Вендела ящерицей вывернулась из-под него и метнулась в ванную:
— Мне надо.
— Тебе помочь?
— Нет!
Она закрыла дверь, уселась на унитаз и задумалась. С Греттиром происходило что-то странное. Он хоть и храбрился при свете дня, но выдавал себя ночью. В их соединении было что-то отчаянное, что беспокоило ее своей непонятной угрозой. И во сне он все время куда-то бежал. Его руки и ноги подергивались, сердце под ее щекой вдруг начинало бешено колотиться, он даже поскуливал иногда, как щенок. Вендела пыталась проникнуть в его сны, но в них был только туман, молодая трава под лапами, запах крови, приближающийся топот лошадей и рычание собак. Темно, мутно и непонятно.
Мама не смогла объяснить этих видений, а бабушка… с бабушкой в последнее время все было сложно, и Вендела предпочитала семь раз подумать и ничего не спросить.
— Иди мойся, а потом спускайся завтракать.
Вендела была такая красивая в полотенце и тяжелым узлом золотых волос на затылке.
— Лучше ты иди сюда.
Он откинул одеяло рядом с собой и похлопал по матрасу.
— Нет уж, хватит с тебя. Нам пора встать и заняться делами. Твоя мать, наверное, думает, что я совсем лентяйка.
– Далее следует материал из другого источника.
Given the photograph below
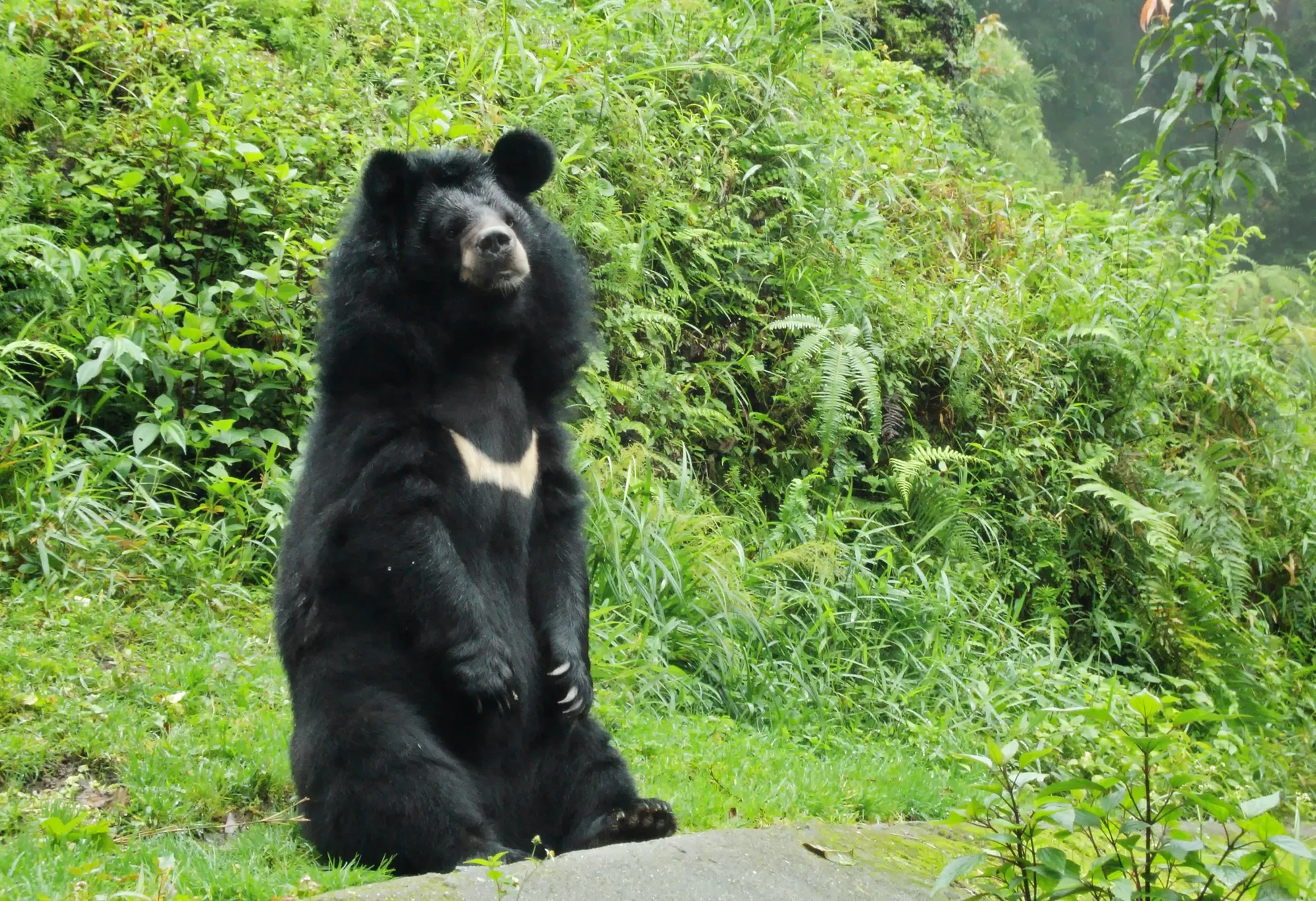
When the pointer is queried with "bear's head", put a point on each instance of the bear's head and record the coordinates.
(461, 219)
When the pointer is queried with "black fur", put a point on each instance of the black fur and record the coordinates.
(419, 613)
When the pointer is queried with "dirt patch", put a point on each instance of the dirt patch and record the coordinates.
(77, 768)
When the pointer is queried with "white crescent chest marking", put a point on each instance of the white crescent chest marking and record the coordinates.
(519, 476)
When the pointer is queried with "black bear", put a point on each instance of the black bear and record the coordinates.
(432, 604)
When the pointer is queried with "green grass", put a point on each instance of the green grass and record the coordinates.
(1013, 452)
(185, 706)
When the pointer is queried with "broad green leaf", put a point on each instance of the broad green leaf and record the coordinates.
(251, 153)
(1227, 875)
(276, 436)
(1146, 705)
(89, 371)
(145, 435)
(173, 432)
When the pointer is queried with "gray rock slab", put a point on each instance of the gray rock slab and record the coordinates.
(878, 863)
Ничего подобного, на самом деле, Маргрета не думала. Несколько раз за ночь она просыпалась от стука спинки кровати в стену и засыпала со счастливой улыбкой. Ее сын и будущая невестка, не жалея сил, трудились над ее будущими внуками. Вот и молодцы.
Она точно помнила, как прошла ее болезнь. Однажды рано утром эта тянущая боль в груди исчезла, будто оборвалась невидимая леска, и железный крючок в сердце растаял, и она смогла, наконец, вздохнуть полной гудью. Уже засыпая, Маргрета подумала, что в постельное белье кладут мало лаванды, что в воздухе пахнет пылью, и надо будет перестирать занавески и хорошенько выбить ковер. И попробовать сделать домашний сыр по рецепту фру Сёренсен. И еще пора собирать и сушить мать-и мачеху, ее листья лучшее средство от грудного кашля. Сейчас, наверное, все Королевские холмы усыпаны этими цветами, как живым золотом.
Прости, Кнут, тебе придется подождать. Я еще нужна нашему сыну и внукам. И Вендела, кажется, хорошая девочка, ей тоже понадобится моя помощь.
Прости, мой дорогой муж.
Греттир точно знал, его ждет еще один счастливый день. Теперь каждый день его жизни был счастливым, и начинался он всегда одинаково. Стараясь не разбудить спящую в его постели женщину, он тихо вставал и шел в душ. Возвращался уже в чистом белье и так же тихо доставал из-под подушки старый нож с костяной ручкой. Глубоко вдыхал теплый, пахнущий ее волосами, воздух, затем тянул клинок из ножен.